We’ll see if this works out: obviously I’ll be curating content somewhere so it’s just a question of where and how much. But see also Slate on “labor-saving devices” that haven’t saved us much labor. I’ll review this in 3 months to see whether IFTTT is bucking that steady trend for me and has proved itself worth keeping.
IFTTT and Twitter
My coming to IFTTT this late (it’s been live since 2010) means that other web-mediated services have already evolved in ways that diverge from IFTTT’s open cloud model. Twitter, for example, is no longer on IFTTT’s list of possible triggers. For users like me, this means that I can only treat Twitter as a content recipient; I can’t use it to broadcast to other services. It’s a nagging limitation and I’ll have to see whether my Twitter use changes in favor of other microblogging sites that do support both broadcasting and archiving.
The No Automatic Archive status quo for Twitter is also galling given that all public tweets automatically go to the Library of Congress. With an archived output of 130 terabytes and rising, all Twitter users are now published authors, but only a few of us can access the content we’ve authored. That being so, I don’t understand how a CNET editor can link Twitter with serious free-the-data companies when Twitter’s user archive is not yet accessible and users can’t export their information to other services.
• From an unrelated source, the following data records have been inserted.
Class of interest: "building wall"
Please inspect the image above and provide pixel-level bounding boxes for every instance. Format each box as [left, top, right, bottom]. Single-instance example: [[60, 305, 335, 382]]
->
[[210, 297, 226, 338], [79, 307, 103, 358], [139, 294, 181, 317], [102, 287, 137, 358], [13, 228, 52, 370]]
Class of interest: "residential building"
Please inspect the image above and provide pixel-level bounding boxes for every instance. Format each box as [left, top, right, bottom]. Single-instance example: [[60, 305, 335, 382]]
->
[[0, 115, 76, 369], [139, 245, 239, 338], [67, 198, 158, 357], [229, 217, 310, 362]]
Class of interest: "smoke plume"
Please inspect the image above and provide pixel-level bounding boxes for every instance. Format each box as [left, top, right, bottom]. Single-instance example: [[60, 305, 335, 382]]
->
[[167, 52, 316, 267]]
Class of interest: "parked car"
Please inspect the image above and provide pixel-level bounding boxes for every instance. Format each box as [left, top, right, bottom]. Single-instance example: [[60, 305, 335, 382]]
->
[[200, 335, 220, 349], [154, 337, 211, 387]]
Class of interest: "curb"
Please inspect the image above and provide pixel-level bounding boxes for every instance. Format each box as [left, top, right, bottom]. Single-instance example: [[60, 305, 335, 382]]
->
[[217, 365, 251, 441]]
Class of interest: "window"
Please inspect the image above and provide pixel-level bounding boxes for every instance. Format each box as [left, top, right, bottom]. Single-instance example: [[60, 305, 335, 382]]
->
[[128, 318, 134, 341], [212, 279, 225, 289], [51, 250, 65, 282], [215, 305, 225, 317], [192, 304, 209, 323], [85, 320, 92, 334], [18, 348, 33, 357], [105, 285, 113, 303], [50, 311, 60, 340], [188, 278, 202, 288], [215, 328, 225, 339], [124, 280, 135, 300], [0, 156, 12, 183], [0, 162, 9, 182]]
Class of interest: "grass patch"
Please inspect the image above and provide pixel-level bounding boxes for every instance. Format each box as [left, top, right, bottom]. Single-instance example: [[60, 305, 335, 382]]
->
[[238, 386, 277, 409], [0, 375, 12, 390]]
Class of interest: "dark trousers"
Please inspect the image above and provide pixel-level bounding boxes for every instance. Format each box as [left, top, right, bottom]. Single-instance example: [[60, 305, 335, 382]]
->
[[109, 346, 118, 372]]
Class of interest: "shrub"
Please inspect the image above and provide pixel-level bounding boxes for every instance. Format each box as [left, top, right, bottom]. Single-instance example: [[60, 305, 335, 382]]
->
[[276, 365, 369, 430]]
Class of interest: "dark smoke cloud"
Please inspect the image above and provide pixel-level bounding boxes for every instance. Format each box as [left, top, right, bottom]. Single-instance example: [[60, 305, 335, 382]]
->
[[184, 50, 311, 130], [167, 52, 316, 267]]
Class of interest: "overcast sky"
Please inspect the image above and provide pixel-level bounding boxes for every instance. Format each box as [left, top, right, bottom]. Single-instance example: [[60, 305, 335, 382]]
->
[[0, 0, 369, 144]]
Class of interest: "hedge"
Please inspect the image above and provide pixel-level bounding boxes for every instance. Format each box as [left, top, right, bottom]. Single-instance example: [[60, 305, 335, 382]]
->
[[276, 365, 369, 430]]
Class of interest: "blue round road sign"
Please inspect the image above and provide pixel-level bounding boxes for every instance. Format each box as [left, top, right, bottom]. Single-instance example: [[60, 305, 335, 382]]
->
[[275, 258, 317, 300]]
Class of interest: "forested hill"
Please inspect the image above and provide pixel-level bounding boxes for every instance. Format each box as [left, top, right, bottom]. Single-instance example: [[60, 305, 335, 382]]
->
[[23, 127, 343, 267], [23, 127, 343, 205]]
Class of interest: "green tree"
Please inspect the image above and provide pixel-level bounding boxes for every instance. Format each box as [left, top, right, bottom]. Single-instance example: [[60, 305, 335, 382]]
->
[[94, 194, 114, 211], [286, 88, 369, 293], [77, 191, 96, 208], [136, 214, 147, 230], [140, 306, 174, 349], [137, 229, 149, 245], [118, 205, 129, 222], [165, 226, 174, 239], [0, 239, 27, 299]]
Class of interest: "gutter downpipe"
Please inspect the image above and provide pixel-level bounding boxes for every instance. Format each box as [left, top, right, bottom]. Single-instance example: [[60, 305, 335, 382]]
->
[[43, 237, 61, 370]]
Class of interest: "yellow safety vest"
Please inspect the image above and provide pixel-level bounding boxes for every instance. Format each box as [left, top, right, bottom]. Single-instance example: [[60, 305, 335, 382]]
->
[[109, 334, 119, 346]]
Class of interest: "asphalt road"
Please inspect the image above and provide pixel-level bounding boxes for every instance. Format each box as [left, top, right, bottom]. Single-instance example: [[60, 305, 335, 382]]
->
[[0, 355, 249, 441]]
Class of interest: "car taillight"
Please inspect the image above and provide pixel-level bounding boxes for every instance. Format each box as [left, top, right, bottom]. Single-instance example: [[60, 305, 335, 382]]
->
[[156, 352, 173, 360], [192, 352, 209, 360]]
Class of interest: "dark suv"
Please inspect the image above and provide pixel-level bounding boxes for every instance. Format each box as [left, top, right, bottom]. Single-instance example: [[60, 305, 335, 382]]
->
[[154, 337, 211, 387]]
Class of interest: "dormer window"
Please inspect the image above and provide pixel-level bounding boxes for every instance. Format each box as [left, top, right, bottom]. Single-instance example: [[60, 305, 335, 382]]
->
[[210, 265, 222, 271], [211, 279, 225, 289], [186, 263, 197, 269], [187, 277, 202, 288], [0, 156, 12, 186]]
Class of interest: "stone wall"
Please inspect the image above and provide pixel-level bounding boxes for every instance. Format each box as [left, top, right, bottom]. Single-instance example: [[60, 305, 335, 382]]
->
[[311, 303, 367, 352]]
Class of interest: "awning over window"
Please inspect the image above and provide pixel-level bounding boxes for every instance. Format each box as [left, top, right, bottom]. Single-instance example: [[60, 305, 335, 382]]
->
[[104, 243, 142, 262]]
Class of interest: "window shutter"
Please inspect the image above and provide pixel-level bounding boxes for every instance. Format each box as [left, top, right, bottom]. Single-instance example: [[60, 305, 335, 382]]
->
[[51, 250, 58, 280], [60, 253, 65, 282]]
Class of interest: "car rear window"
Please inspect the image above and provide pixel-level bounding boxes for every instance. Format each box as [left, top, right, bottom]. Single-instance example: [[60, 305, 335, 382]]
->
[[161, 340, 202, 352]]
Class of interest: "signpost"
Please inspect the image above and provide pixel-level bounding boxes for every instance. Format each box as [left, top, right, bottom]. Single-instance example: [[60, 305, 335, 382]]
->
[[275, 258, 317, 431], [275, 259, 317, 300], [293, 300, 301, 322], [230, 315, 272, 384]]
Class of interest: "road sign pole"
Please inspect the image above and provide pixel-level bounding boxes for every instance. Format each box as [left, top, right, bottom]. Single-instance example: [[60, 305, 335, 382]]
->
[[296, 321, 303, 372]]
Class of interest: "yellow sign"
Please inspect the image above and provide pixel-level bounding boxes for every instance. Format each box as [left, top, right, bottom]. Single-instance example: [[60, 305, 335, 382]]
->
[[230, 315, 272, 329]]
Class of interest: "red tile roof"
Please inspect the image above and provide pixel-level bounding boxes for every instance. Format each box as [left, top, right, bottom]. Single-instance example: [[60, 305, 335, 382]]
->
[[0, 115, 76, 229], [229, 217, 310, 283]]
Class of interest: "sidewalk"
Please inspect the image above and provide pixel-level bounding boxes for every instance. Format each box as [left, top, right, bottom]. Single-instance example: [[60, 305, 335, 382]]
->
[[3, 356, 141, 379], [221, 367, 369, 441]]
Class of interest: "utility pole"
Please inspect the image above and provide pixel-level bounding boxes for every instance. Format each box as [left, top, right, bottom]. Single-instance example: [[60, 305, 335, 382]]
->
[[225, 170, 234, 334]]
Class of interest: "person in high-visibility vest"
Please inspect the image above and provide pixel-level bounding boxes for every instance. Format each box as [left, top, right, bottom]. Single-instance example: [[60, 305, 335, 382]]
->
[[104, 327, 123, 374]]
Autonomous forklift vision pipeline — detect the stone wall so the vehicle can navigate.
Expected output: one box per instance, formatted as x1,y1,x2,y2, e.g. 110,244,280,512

News: Windows Live Messenger (1999-2013)
Apparently Microsoft is migrating all Windows Live Messenger users to Skype this spring. Not having used Messenger since the mid 00s myself, I’m surprised it still has such an active user base: just over a third of Skype’s base at about 100 million people worldwide. The web-communications arena has filled out a lot since Messenger’s launch, and I’m hoping that the influx of Live-level users isn’t going to be more disruptive than Microsoft’s acquisition of Skype was two years ago.